L’Agenzia delle Entrate propone ricorso per cassazione contro la sentenza della Commissione tributaria regionale della Lombardia che ha rigettato l’appello dell’Ufficio contro la pronuncia di primo grado, che aveva accolto il ricorso del contribuente contro il silenzio-rifiuto formatosi su istanza di rimborso IRAP. Il contribuente non si è costituito.

MOTIVI DELLA DECISIONE

1.- Con il primo motivo la ricorrente censura la sentenza impugnata per avere ritenuto inammissibile in appello l’eccezione di difetto di un valido silenzio-rifiuto, per essere stata l’istanza di rimborso proposta al Centro di Servizi e non alla DRE. 1.1.- Il mezzo è manifestamente fondato.

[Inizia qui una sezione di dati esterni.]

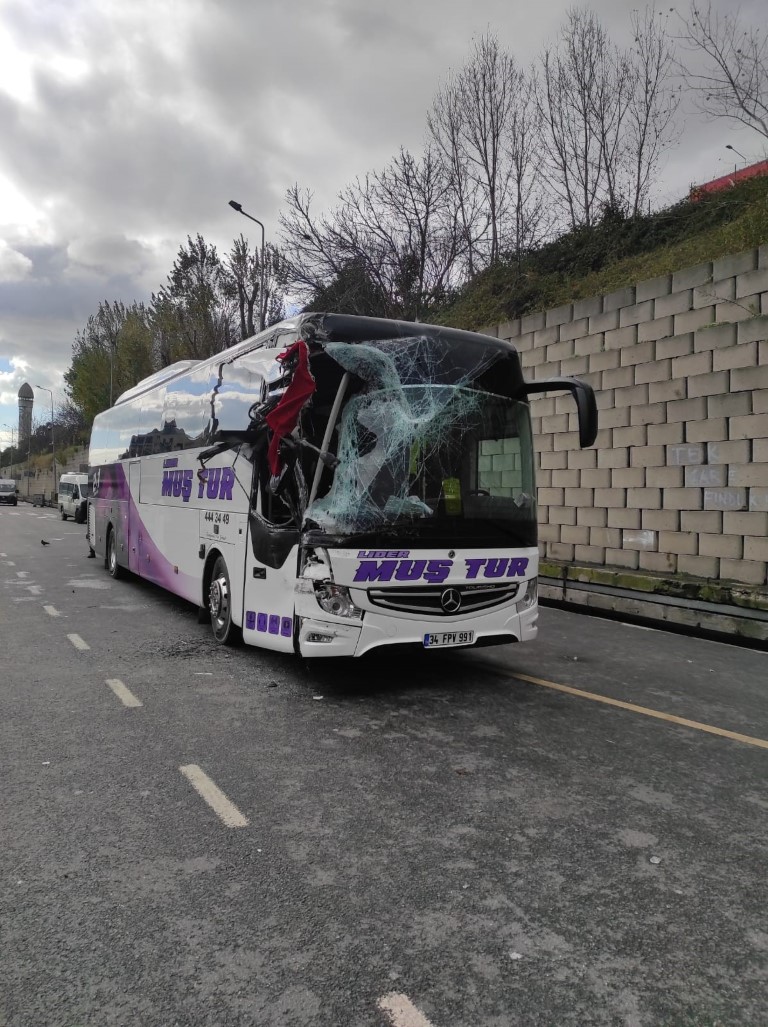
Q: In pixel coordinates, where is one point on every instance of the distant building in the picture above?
(26, 403)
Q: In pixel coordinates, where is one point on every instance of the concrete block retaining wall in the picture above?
(677, 483)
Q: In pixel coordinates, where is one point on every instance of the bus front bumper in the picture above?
(343, 638)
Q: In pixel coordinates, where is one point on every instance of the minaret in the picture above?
(26, 403)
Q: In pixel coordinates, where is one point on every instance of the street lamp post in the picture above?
(729, 147)
(12, 429)
(52, 441)
(237, 206)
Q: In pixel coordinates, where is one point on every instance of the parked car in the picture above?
(8, 492)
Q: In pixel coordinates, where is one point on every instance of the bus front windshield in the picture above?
(431, 463)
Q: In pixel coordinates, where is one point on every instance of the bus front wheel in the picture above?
(115, 570)
(220, 604)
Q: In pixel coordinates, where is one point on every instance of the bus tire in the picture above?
(220, 604)
(113, 568)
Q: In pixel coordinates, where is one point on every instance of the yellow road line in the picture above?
(224, 809)
(669, 718)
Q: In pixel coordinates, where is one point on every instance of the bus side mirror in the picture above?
(585, 404)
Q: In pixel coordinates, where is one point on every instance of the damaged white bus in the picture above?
(333, 485)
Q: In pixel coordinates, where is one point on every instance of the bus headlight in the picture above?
(531, 595)
(336, 599)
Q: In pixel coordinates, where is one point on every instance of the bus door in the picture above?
(271, 557)
(135, 527)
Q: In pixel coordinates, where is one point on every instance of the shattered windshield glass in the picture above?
(424, 453)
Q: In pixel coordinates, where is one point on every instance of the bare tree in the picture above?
(242, 282)
(391, 241)
(606, 113)
(483, 124)
(580, 108)
(653, 105)
(733, 82)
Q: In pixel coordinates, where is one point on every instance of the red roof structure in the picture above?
(729, 181)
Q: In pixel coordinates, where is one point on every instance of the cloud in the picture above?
(13, 265)
(127, 127)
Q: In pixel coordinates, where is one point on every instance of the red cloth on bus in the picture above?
(284, 417)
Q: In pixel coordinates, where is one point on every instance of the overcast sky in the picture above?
(127, 126)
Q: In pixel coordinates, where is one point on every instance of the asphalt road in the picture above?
(437, 839)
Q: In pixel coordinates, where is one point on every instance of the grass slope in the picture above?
(614, 254)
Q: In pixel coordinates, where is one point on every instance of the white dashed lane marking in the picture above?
(123, 692)
(77, 642)
(401, 1011)
(210, 793)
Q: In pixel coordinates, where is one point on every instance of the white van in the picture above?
(73, 497)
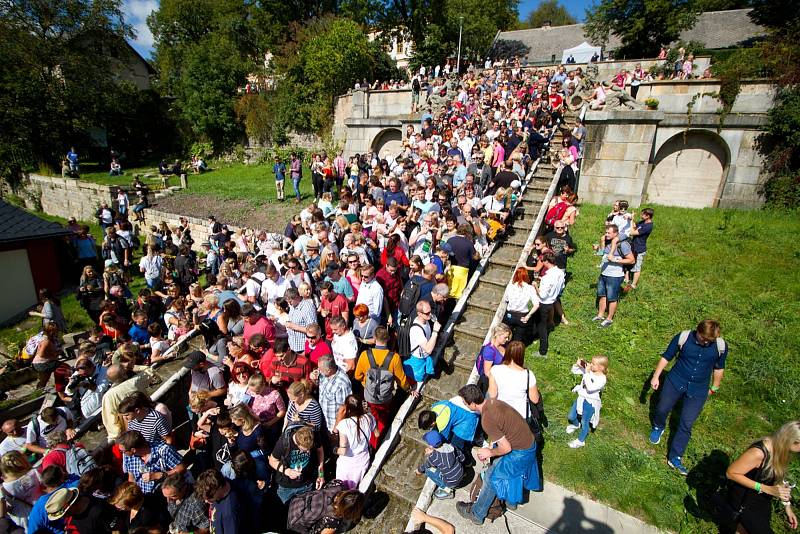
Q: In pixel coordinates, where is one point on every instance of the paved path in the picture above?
(556, 509)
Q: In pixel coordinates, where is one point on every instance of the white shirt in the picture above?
(371, 294)
(513, 386)
(11, 443)
(521, 298)
(551, 285)
(344, 347)
(39, 438)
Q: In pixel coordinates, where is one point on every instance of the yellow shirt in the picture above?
(395, 367)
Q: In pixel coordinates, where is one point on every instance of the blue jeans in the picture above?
(692, 406)
(285, 494)
(486, 497)
(296, 185)
(586, 418)
(435, 477)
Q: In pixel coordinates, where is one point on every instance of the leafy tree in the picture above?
(55, 83)
(509, 48)
(642, 25)
(550, 11)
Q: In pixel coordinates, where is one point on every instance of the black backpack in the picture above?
(306, 509)
(409, 297)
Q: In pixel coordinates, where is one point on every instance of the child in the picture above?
(267, 403)
(588, 403)
(158, 345)
(443, 464)
(453, 419)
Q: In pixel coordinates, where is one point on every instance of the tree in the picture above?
(54, 85)
(550, 11)
(642, 25)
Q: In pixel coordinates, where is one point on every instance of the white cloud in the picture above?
(136, 13)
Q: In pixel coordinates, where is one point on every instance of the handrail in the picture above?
(410, 403)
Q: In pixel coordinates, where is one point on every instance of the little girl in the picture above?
(588, 403)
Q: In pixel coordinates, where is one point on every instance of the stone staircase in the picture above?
(396, 479)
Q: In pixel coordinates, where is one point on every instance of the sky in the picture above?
(136, 12)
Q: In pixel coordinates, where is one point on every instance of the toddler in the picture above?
(444, 464)
(588, 403)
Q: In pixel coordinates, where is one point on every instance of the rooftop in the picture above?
(17, 224)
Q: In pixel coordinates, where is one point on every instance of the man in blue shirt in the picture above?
(52, 478)
(279, 170)
(702, 357)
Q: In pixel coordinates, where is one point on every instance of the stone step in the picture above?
(449, 381)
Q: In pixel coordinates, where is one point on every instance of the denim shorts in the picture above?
(639, 260)
(608, 286)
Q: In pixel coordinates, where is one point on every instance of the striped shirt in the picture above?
(333, 390)
(312, 414)
(303, 315)
(163, 458)
(154, 427)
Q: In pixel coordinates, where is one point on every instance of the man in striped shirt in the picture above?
(302, 313)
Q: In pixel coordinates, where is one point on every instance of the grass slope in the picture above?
(740, 267)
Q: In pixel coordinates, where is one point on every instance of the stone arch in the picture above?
(388, 141)
(689, 170)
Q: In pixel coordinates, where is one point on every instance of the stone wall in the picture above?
(66, 197)
(616, 155)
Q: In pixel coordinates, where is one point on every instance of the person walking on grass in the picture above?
(279, 170)
(588, 403)
(640, 232)
(701, 357)
(616, 254)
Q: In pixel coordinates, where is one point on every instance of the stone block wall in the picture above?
(615, 163)
(66, 197)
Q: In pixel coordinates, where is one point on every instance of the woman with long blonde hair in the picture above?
(759, 474)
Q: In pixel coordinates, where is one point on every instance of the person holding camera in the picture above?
(86, 388)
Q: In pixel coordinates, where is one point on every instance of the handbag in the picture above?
(534, 412)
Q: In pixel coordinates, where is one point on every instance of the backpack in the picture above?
(78, 460)
(555, 213)
(306, 509)
(409, 297)
(684, 336)
(379, 386)
(32, 345)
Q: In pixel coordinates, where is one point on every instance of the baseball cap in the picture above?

Secondo l’insegnamento delle Sezioni Unite (11217/97) la presentazione dell’istanza di rimborso ad un organo incompetente impedisce la formazione del silenzio-rifiuto e determina l’improponibilità del ricorso al giudice tributario, per difetto di un provvedimento impugnabile.

La relativa eccezione non può pertanto ritenersi preclusa in appello, attenendo – secondo la prospettazione dell’Ufficio – alle condizioni di proponibilità della domanda.

2.- Resta assorbito il secondo motivo, relativo al merito della pretesa.

3. – La sentenza impugnata va pertanto cassata con rinvio, anche per le spese del presente giudizio, ad altra sezione della CTR Lombardia, che farà applicazione del principio di diritto enunciato sub 1.1.

P.Q.M.

La Corte accoglie il primo motivo di ricorso, assorbito il secondo, cassa la sentenza impugnata e rinvia, anche per le spese, ad altra sezione CTR Lombardia.

Così deciso in Roma, nella Camera di consiglio della Sezione Tributaria, il 21 gennaio 2010.